I also tryed to run it in google colab, but got the same error. It seems tha implicit.gpu.HAS_CUDA is always returning false. Any ideas?
Im running on Devian 11, and this is the nvidia-smi output:
+-----------------------------------------------------------------------------------------+ | NVIDIA-SMI 555.42.06 Driver Version: 555.42.06 CUDA Version: 12.5 | |-----------------------------------------+------------------------+----------------------+ | GPU Name Persistence-M | Bus-Id Disp.A | Volatile Uncorr.

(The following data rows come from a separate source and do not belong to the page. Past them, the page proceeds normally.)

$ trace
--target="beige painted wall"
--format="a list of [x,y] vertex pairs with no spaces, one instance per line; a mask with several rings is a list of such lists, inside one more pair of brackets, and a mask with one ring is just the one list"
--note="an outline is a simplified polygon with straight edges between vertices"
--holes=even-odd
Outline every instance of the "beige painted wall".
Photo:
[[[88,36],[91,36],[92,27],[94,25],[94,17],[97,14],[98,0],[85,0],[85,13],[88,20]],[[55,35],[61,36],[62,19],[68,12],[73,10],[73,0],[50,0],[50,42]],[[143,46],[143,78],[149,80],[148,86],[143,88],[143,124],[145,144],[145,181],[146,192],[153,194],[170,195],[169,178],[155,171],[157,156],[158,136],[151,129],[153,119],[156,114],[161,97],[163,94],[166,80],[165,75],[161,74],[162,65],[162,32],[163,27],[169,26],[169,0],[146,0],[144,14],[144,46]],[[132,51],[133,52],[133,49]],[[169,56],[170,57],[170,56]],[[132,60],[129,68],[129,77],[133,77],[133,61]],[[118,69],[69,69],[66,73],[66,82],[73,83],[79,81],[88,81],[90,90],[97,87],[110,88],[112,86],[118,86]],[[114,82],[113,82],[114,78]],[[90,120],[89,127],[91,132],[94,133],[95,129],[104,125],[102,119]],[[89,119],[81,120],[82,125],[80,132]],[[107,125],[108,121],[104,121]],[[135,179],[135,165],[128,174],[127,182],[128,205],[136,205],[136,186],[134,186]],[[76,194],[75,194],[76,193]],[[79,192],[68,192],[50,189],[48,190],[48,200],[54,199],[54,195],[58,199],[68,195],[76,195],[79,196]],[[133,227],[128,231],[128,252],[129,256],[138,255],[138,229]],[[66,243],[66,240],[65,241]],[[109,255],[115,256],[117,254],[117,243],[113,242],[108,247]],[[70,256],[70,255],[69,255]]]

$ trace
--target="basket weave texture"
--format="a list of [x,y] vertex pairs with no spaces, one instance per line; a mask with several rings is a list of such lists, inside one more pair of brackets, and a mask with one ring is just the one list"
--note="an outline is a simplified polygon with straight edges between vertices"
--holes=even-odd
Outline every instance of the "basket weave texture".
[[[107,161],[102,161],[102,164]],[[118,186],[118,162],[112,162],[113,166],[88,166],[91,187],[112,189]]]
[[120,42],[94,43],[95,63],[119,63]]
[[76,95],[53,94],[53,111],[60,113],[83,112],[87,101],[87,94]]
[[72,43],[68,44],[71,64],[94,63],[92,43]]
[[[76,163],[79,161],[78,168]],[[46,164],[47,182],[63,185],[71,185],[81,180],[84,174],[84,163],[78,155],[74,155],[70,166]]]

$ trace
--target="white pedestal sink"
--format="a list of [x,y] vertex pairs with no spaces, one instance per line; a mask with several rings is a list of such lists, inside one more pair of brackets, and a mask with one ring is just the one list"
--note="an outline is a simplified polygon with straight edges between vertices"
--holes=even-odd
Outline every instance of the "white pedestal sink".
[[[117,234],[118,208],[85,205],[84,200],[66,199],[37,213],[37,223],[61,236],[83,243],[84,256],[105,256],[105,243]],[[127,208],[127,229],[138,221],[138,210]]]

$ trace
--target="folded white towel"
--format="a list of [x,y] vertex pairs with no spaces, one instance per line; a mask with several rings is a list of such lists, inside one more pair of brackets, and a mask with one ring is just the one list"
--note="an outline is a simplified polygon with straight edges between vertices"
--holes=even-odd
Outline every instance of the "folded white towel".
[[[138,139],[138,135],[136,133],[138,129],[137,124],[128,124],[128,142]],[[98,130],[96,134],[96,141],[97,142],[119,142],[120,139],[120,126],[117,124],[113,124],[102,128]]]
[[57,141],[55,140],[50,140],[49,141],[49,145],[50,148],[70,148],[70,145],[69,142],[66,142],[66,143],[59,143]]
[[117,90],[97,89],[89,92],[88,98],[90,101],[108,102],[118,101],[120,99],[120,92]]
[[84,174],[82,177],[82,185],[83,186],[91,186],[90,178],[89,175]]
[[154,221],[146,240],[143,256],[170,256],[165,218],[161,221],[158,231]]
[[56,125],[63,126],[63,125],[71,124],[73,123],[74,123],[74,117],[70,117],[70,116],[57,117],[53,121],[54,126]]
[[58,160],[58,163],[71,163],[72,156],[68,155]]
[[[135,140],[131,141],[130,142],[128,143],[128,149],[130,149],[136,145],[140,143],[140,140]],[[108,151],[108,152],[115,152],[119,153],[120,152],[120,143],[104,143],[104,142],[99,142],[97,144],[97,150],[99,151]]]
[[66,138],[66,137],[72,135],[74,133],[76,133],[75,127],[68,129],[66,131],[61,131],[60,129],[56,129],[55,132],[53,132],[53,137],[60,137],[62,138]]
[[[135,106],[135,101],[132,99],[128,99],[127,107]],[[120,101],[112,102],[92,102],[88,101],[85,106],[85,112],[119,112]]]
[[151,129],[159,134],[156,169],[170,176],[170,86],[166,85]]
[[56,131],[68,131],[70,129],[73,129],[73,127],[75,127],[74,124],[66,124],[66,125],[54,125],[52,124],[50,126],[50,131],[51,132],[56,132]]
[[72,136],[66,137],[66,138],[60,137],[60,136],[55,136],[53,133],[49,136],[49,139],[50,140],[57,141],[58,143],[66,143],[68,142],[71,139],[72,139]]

ECC | | Fan Temp Perf Pwr:Usage/Cap | Memory-Usage | GPU-Util Compute M. | | | | MIG M. | |=========================================+========================+======================| | 0 Tesla T4 On | 00000000:00:04.0 Off | 0 | | N/A 38C P8 10W / 70W | 1MiB / 15360MiB | 0% Default | | | | N/A | +-----------------------------------------+------------------------+----------------------+
+-----------------------------------------------------------------------------------------+ | Processes: | | GPU GI CI PID Type Process name GPU Memory | | ID ID Usage | |=========================================================================================| | No running processes found | +-----------------------------------------------------------------------------------------+
I had a similar issue when trying to use Cuda 12. Cuda 11 works for me though.
I tried editing these lines to https://github.com/benfred/implicit/blob/main/implicit/gpu/init.py#L16-L17 to something like
except ImportError as e:
print(f"{e}")
And got this error Import error libcublas.so.11: cannot open shared object file: No such file or directory when importing implicit.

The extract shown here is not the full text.